While this might seem inconsequential, research has found that many of us tend to overlook how powerful a simple “thank you” or compliment can be to the receiver. In fact, one study, in which people either gave praise to or received praise from someone else, found that we significantly underestimate the degree to which our kind words boost the mood of others. As such, beginning your message with a simple “thank you” can open previously closed doors.
Share knowledge.
Another strategy King uses to initiate conversations with former connections is to share something she thinks the other person might enjoy or benefit from — a podcast, report, or even an interesting article. “There are lots of things that we all have to give, and just saying, ‘I saw this and though of you,’ is in many ways a gift, too.” When we give someone something thoughtful, no matter how small, it signals that we understand them and that we care.
Say, for example, that you want to reconnect with an old school friend or an ex-colleague on LinkedIn. You come across a post about their recent job change. Could you send them a report or a podcast that might help them transition to their new role? Could you send them across an interesting survey that highlights trends in their industry?
It’s as simple as reaching out via an email or message, and saying, “Hi! I hope you’re well. I just read about your job switch. That’s wonderful — congratulations! I recently came across this report on macroeconomic factors affecting [industry, company, or field] and I thought I’d share it with you. Let’s keep in touch.”
Ask for help.
People enjoy feeling that their expertise matters, and research shows that when we’re asked to help someone else, it makes us feel closer to the person to whom we’re offering assistance. When King uses this approach, despite having had no contact with someone for several years, she almost always receives a reply. “I can’t even think of a time when I haven’t,” she said.

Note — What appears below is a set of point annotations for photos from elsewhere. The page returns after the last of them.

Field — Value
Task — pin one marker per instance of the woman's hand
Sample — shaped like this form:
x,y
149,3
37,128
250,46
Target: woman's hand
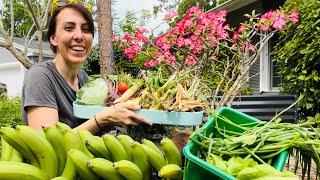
x,y
121,114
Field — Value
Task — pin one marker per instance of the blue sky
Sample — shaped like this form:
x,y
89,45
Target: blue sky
x,y
121,6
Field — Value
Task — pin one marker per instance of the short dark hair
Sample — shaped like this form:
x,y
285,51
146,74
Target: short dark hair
x,y
53,21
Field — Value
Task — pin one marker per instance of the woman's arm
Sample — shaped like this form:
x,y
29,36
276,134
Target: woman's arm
x,y
119,114
39,117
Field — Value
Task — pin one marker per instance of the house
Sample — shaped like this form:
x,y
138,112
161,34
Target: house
x,y
266,100
268,81
12,71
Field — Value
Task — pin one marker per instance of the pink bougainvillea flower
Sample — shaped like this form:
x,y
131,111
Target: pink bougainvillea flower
x,y
149,63
190,60
294,17
280,21
114,38
170,16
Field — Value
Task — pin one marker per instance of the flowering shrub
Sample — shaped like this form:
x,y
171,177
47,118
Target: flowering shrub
x,y
203,40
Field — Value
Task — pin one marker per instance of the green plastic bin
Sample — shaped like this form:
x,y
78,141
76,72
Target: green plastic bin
x,y
198,169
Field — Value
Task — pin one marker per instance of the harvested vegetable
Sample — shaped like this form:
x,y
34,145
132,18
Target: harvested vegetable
x,y
122,87
263,141
130,92
95,92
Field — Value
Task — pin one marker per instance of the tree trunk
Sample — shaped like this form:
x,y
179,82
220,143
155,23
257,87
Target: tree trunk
x,y
105,35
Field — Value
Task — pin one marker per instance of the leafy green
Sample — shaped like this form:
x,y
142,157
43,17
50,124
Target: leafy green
x,y
95,92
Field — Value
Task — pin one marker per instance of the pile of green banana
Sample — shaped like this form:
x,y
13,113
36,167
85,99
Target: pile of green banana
x,y
59,152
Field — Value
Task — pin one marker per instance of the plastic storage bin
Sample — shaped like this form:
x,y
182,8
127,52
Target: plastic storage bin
x,y
196,168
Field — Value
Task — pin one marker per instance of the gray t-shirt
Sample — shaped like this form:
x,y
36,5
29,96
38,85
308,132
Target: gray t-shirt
x,y
44,86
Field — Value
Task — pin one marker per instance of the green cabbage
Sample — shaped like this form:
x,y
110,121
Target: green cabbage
x,y
95,92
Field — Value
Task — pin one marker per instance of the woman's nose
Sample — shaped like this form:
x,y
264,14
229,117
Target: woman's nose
x,y
79,35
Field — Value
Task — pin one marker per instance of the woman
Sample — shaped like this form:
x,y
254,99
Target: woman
x,y
50,87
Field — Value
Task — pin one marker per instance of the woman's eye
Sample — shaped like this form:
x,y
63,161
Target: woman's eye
x,y
86,29
68,28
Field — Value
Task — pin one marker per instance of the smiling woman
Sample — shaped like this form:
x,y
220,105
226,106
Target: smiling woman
x,y
50,87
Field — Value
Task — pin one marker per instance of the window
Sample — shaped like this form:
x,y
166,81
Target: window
x,y
270,79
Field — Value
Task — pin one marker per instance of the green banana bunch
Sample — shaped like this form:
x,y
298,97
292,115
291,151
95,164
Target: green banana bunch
x,y
72,141
97,147
151,144
104,168
10,170
115,148
40,146
62,127
126,143
6,150
139,157
170,171
155,158
16,156
55,138
69,171
12,138
59,178
84,135
128,170
80,160
171,152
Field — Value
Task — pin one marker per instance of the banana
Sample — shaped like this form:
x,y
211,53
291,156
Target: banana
x,y
6,150
171,152
104,169
59,178
126,143
80,160
97,147
16,156
152,145
62,127
54,137
69,171
42,148
115,148
84,135
71,140
139,157
126,137
155,159
10,170
128,170
170,171
12,138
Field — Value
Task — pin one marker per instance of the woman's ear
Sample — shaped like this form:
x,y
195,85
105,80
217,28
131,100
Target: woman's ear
x,y
53,40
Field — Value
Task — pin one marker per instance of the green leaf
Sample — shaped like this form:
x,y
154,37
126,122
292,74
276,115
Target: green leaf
x,y
309,105
301,77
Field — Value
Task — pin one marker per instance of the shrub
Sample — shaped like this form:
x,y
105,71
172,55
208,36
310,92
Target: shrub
x,y
10,110
299,57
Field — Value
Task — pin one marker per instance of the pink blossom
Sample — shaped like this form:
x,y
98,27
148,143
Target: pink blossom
x,y
170,15
114,38
294,17
279,22
127,37
149,63
131,51
235,36
190,60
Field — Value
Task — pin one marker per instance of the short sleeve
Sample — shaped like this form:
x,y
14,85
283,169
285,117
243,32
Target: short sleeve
x,y
38,89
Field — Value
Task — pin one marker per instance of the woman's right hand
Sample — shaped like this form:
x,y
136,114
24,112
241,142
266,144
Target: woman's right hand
x,y
121,114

You might, for example, reach out to a dormant tie for advice on a project that sits within their expertise. Alternatively, you might think of someone whom you found to be highly creative in school or at a former company, and reach out to them to bounce around some ideas.
If you, like me, hate networking with new people, dormant ties are a great place to start strengthening and expanding your current circle. Time spent nurturing relationships with existing connections can not only lead to rewarding exchanges, but also to potentially transformative opportunities.